L'enquête du commissaire François Casgrain avait été enclenchée à la suite de la diffusion du reportage de l'émission Enquête, en mars dernier. Le commissaire avait aussi deux demandes d'enquêtes.

À la fin de son analyse, le commissaire conclut que « plusieurs activités de lobbyisme ont été exercées de la part de représentants de Premier Tech, notamment M. Jean Bélanger, président et chef de l'exploitation et M. Yves Goudreau, vice-président développement corporatif, auprès de divers titulaires de charges publiques ».

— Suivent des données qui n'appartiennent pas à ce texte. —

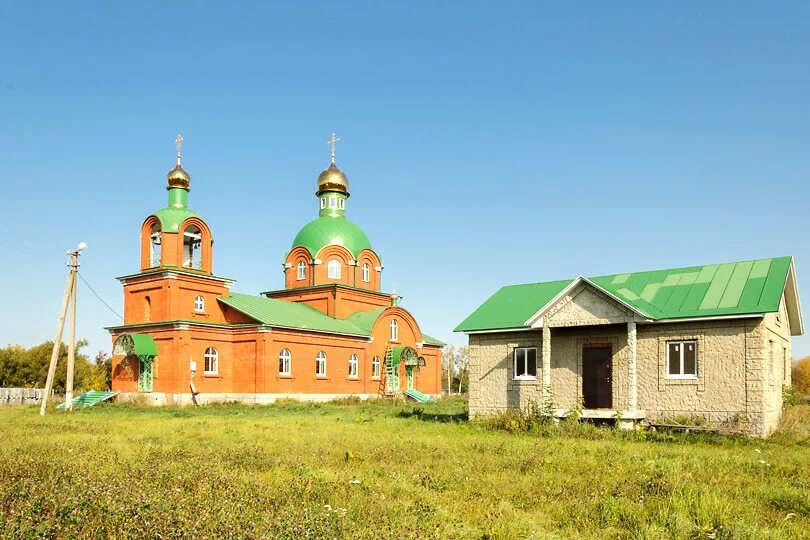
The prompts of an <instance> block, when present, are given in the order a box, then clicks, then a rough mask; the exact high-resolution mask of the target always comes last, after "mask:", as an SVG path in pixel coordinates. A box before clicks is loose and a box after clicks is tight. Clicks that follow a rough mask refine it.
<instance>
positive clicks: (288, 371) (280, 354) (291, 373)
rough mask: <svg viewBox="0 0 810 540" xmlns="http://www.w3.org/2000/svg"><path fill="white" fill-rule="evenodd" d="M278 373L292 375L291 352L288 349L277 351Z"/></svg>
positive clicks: (278, 373) (287, 374)
mask: <svg viewBox="0 0 810 540" xmlns="http://www.w3.org/2000/svg"><path fill="white" fill-rule="evenodd" d="M278 374H279V375H281V376H282V377H289V376H290V375H292V353H291V352H290V349H287V348H284V349H281V352H280V353H278Z"/></svg>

Marc-Yvan Côté, qui était vice-président du conseil de Premier Tech, a aussi fait du lobby auprès du ministre Sam Hamad qui était alors responsable de l'Emploi, conclut le commissaire. M. Hamad avait été relevé de ses fonctions de président du Conseil du trésor le printemps dernier, une responsabilité remplie depuis par le ministre des Finances Carlos Leitao.

« Bien que Premier Tech ait des mandats inscrits au registre des lobbyistes depuis le 13 mai 2009, les informations relevées lors de l'enquête démontrent que plusieurs de ces activités n'étaient pas dûment inscrites au registre tel que requis par la loi », observe l'organisme.

Beaucoup des gestes posés sont prescrits, aucune infraction ne peut être signifiée, mais certains gestes sont assez récents pour justifier trois constats d'infractions à deux des dirigeants de la compagnie.

Deux constats ont été signifiés mardi à Yves Goudreau, le vice-président au développement corporatif.  Le commissaire estime que M. Goudreau a fait des représentations auprès d'élus qui auraient nécessité qu'il soit inscrit au registre. Un troisième constat avait été signifié la semaine dernière au patron, Jean Bélanger pour ne pas avoir inscrit ses activités au registre dans les 30 jours suivant son intervention.

Pour chaque constat, MM. Goudreau et Bélanger s'exposent à une sanction pénale qui consiste en une amende minimale de 500 $ et disposent d'un délai de 30 jours pour enregistrer un plaidoyer de culpabilité ou de non-culpabilité.